A total of 323 medical students studying in Ankara, Turkey, applied to participate and were assessed using the Mini International Neuropsychiatric Interview. Medical students with a psychotic disorder, manic episode, major depressive disorder with suicidal ideation, or previous experience with MBSR or cognitive-behavioural treatment were excluded from the study. After randomization, 253 students were allocated to either online MBSR (n = 127) or CBSR (n = 126). Symptoms of anxiety, depression, and perceived stress were assessed at baseline and post-intervention (week 8). Both intention-to-treat (ITT) and per-protocol (PP) analyses were conducted. Multiple imputation was used to address missing data. All interventions and assessments were conducted online, making this one of the few studies to evaluate digital mental health interventions in this population.

Results

In the ITT analysis, both interventions had small to moderate effects on improving depression (MBSR: d = 0.50; CBSR: d = 0.40), anxiety (MBSR: d = 0.73; CBSR: d = 0.52), and perceived stress (MBSR: d = 0.48; CBSR: d = 0.42), with no significant differences between them.
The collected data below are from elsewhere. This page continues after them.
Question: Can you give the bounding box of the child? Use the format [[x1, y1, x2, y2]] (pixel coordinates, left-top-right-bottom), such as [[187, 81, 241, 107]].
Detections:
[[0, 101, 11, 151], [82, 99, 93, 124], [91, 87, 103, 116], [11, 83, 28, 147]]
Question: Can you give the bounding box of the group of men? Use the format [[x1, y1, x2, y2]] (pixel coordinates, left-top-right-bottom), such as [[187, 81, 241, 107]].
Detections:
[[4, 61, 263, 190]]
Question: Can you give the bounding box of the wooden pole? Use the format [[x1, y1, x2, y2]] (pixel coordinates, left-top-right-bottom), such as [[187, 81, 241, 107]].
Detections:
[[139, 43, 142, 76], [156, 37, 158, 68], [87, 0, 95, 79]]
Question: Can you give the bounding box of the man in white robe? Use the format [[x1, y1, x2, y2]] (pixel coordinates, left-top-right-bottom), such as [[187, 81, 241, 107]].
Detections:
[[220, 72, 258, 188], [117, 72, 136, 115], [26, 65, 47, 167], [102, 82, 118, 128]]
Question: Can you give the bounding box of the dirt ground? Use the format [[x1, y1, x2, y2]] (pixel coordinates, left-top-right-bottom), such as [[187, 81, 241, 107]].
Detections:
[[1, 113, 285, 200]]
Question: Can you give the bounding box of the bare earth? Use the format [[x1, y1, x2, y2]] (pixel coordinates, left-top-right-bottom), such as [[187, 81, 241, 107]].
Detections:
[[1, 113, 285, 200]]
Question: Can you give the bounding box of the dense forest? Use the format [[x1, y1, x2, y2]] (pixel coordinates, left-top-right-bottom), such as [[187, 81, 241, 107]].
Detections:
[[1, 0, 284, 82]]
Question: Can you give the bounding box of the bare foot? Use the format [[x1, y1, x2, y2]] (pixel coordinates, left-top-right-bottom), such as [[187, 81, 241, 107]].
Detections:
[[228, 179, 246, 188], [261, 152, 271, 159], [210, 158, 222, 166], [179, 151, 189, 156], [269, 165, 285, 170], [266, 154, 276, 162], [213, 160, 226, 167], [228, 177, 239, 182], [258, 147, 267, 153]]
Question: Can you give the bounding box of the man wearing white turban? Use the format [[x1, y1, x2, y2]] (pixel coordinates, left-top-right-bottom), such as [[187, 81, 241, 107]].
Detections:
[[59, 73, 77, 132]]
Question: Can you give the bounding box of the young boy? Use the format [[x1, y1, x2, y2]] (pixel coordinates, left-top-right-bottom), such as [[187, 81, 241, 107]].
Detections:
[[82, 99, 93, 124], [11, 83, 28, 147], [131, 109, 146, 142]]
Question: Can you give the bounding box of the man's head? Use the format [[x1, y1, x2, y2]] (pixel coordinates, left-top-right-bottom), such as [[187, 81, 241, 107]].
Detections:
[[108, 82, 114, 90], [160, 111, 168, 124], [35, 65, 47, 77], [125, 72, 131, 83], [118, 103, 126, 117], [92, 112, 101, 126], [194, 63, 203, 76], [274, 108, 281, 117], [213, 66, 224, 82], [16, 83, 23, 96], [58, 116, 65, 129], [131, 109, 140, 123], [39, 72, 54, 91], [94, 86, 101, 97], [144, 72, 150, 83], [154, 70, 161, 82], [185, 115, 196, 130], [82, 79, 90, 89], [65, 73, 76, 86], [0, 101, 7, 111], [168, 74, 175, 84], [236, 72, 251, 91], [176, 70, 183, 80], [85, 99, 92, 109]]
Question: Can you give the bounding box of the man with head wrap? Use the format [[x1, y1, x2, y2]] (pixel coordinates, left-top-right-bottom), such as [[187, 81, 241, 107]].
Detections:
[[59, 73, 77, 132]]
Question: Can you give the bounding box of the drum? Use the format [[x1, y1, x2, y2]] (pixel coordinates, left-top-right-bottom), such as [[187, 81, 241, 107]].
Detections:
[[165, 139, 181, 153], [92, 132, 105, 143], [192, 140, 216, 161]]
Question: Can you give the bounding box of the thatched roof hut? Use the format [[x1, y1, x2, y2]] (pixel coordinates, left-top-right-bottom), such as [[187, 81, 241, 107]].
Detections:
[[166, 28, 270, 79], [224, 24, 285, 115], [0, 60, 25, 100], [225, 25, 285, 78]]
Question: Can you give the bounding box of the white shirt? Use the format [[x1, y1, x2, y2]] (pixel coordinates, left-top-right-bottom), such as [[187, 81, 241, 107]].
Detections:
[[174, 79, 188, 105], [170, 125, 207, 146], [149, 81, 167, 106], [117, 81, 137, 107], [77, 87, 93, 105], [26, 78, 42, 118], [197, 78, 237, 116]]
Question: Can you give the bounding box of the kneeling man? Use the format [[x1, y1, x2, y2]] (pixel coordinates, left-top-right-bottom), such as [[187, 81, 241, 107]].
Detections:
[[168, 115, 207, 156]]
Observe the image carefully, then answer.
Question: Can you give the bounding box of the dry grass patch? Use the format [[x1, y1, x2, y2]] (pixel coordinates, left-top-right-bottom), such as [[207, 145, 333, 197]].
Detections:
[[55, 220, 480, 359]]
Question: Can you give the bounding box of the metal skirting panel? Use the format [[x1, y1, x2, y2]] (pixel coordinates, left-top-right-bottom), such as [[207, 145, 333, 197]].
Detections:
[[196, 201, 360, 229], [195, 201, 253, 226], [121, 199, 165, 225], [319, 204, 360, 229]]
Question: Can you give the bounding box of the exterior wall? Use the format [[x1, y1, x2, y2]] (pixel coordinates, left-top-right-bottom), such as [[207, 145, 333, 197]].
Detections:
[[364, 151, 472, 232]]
The PP analysis revealed moderate to strong improvements in depression (MBSR: d = 1.03; CBSR: d = 0.74), anxiety (MBSR: r=-0.74; CBSR: r=-0.72), and perceived stress (MBSR: r=-0.80; CBSR: r=-0.68). While both interventions were comparable in reducing depressive symptoms and perceived stress, MBSR demonstrated superior efficacy in reducing anxiety.
Conclusions
The findings indicate that both MBSR and CBSR may be effective in reducing anxiety, depression, and perceived stress in medical students. Greater adherence appears to enhance outcomes, particularly for MBSR in alleviating anxiety symptoms.